Lifting: Improper lifting can cause vehicles to rollover or bales to roll or fall off of lifting equipment, putting operators or bystanders at risk.
- Ensure adequate operating space clear of all bystanders.
- When handling bales, the lift capacity on a front end loader or telehandler must be greater than the bale being moved. If not, the vehicle could overturn.
- Always use proper loading systems when lifting with front-end loaders. Buckets should not be used. Double spears work well but beware of single spears. They should not be used unless they are supplemented with a stabilizer to keep the bale from rotating and giving way, rolling over bystanders or operators in the process.

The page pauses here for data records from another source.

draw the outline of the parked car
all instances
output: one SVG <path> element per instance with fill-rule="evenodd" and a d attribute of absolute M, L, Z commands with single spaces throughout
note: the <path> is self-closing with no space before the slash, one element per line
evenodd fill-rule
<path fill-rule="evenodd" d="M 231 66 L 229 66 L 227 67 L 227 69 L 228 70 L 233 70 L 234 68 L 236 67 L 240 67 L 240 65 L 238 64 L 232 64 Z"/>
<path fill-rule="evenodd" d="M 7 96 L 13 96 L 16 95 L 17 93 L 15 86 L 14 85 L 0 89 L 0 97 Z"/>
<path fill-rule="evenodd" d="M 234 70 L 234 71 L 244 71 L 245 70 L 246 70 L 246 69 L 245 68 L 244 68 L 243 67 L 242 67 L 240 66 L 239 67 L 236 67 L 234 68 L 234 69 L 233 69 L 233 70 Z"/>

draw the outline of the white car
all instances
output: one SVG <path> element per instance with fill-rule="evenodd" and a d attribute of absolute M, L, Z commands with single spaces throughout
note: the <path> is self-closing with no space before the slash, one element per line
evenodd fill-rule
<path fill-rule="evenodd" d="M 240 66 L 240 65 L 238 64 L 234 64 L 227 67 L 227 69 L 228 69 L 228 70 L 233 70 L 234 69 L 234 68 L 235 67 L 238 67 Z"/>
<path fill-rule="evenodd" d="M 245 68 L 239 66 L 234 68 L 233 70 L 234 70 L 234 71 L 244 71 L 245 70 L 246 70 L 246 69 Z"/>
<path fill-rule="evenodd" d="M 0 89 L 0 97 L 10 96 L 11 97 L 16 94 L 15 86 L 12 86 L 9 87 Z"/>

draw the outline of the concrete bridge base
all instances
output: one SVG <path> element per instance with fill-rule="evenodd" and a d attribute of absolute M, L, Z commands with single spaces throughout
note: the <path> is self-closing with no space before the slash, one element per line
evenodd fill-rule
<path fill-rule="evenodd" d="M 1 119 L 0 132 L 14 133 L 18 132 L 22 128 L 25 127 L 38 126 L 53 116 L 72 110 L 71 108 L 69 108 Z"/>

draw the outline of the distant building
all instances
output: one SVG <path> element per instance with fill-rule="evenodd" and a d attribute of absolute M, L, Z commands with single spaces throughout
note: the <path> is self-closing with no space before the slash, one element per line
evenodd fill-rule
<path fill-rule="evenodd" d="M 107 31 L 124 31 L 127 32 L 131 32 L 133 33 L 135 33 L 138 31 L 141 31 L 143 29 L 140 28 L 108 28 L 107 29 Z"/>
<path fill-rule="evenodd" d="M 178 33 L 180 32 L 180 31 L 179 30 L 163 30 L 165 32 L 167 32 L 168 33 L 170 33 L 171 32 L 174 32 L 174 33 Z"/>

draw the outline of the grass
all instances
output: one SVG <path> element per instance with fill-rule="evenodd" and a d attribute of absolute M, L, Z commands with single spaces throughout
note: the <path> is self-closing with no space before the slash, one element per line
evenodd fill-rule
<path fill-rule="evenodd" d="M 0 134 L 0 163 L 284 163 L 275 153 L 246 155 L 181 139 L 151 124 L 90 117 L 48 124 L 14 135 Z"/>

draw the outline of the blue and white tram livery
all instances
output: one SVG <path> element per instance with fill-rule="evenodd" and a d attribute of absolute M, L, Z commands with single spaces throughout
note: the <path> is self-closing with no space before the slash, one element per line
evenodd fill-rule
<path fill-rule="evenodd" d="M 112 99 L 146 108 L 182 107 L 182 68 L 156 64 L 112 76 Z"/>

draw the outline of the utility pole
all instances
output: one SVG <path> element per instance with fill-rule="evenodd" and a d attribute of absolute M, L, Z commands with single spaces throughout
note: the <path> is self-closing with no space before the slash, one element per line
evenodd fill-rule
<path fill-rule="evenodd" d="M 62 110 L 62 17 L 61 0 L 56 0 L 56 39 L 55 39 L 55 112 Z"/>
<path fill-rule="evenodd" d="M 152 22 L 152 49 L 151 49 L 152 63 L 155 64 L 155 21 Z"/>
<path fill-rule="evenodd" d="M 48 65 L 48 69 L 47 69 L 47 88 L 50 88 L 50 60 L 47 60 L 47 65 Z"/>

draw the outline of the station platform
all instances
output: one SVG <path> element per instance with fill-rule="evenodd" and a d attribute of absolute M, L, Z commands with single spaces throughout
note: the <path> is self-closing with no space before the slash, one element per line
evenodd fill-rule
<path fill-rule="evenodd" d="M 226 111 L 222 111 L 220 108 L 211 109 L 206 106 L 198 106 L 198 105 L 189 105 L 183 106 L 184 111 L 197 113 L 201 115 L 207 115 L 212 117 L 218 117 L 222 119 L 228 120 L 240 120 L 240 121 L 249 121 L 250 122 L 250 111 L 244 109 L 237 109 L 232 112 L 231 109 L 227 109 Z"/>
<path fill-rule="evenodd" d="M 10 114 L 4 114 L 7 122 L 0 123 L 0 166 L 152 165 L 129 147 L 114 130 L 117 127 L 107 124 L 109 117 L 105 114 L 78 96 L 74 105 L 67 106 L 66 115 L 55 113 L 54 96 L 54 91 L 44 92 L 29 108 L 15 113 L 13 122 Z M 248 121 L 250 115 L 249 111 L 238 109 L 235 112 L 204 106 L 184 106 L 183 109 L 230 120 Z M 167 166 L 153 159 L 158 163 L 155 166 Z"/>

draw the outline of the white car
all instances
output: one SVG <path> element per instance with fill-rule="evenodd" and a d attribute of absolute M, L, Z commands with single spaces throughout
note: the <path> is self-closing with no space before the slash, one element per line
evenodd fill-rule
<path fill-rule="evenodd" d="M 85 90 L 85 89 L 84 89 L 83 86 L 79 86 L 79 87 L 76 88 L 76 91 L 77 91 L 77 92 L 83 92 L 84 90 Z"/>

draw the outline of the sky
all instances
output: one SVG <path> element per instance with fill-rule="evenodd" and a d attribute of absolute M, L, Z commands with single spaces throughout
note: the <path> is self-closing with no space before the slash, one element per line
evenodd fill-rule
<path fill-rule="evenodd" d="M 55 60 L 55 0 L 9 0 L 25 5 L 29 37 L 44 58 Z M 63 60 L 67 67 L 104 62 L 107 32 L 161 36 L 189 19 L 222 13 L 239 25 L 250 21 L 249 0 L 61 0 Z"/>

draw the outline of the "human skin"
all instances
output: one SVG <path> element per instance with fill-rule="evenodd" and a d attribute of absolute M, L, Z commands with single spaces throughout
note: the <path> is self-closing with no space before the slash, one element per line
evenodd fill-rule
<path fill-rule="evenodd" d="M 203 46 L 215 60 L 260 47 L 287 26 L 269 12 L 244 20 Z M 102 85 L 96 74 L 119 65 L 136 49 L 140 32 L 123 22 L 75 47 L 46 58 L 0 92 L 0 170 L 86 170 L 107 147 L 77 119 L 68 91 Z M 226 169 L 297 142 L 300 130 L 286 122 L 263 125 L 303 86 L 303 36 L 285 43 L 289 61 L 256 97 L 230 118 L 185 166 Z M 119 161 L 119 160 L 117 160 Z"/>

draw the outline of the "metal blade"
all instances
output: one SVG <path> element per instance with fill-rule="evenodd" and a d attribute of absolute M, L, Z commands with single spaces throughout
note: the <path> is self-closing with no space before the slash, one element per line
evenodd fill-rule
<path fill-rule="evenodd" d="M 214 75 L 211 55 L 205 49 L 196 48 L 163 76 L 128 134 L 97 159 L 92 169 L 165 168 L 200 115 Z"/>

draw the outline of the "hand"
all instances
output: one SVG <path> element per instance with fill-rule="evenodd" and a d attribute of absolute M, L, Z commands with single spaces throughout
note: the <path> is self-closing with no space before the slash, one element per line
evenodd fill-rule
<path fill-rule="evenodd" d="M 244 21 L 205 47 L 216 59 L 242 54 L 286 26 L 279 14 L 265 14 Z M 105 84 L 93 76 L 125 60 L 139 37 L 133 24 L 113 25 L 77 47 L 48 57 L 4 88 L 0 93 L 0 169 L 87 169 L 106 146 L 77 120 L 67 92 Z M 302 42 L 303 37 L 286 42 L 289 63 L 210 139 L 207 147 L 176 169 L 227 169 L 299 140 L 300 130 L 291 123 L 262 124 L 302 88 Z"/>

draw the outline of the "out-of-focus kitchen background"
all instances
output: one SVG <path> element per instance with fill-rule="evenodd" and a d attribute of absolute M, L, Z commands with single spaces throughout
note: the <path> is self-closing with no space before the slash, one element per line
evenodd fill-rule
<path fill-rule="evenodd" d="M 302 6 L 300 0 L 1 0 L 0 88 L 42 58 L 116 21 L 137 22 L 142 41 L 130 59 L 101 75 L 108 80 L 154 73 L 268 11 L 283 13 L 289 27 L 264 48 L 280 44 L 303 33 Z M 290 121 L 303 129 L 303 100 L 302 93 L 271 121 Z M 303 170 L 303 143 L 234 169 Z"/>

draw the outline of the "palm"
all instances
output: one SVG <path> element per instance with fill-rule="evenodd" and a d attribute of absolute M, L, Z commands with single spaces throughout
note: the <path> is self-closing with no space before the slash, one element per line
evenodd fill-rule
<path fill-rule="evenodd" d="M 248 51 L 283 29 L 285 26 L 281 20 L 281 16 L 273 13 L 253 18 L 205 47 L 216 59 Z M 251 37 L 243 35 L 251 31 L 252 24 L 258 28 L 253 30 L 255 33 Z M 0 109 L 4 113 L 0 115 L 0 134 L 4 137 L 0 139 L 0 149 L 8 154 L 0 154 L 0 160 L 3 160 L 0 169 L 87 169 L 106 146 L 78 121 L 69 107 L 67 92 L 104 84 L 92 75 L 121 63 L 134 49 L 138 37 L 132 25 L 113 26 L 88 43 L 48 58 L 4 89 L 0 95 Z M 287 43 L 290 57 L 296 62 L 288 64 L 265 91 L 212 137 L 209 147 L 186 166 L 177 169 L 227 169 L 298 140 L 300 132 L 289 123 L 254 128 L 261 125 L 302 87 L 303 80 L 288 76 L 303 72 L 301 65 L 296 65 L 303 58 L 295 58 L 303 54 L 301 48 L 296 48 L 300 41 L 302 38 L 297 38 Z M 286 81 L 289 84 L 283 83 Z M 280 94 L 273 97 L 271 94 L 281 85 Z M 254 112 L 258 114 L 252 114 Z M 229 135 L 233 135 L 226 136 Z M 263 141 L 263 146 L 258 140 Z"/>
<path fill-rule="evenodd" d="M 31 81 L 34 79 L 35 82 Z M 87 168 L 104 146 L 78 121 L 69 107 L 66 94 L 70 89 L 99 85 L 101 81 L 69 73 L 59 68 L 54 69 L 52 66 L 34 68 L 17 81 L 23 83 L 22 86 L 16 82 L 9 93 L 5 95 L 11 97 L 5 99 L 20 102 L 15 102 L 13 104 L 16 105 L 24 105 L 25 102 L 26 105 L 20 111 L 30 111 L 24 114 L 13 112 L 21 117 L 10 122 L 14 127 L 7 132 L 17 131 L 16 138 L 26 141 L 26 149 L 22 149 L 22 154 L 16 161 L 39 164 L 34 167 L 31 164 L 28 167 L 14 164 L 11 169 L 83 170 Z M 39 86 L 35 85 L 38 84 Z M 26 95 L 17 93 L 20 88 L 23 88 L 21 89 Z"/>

- Always pierce round bales in the centre of the load. If it’s too low it could rotate forward along the spear pivot point, breaking free from handling equipment and rolling onto anyone in its path. Too high and it could rotate back and crush the operator.
- Never lift beyond the centre of gravity of a bale. If a bale is lifted too high, it could roll the vehicle or fall off and crush the operator or bystanders.
Loading: Loading too quickly can unsettle already placed loads, creating risks for loaders and bystanders.
- Ensure there are no bystanders near the transport vehicle, especially the opposite side of the vehicle being loaded.
- Stack bales in a tight, pyramidal format to provide support during transport.
- Do not push bales too hard onto the vehicle. This could cause bales on the opposite side of the vehicle to fall off.
- Secure bales with straps in both directions as per regulations across most of Canada to protect motorists while on the road.
Transport: Visibility and blind spots can create multiple roadway hazards for both transport drivers and motorists.
- Plan your route and be aware of traffic conditions.
- Use proper warning lights and consider using a pilot vehicle to help warn motorists of upcoming (especially left) turns. Even with all these measures in place, be cautious. Motorists may not see or recognize your turning lights. For motorists, if you can’t see a driver’s mirrors, they can’t see you.
Unloading: Unloading should be done cautiously to avoid unexpected bale movement.
- Select a location for unloading that has even, hard ground with adequate space for maneuvering.
- Clear the area of bystanders.
- Determine whether the load has shifted during transport. Make adjustments to reduce the risk of bales falling.
- Remove all straps carefully and do not begin unloading until the truck driver is clear of the site.
- Ensure your unloading equipment is adequate for the weight of the bales and height of the bale stack.
- Unload from the top, working down as you go.
- Pierce bales carefully so as not to push bales off the opposite side of the vehicle.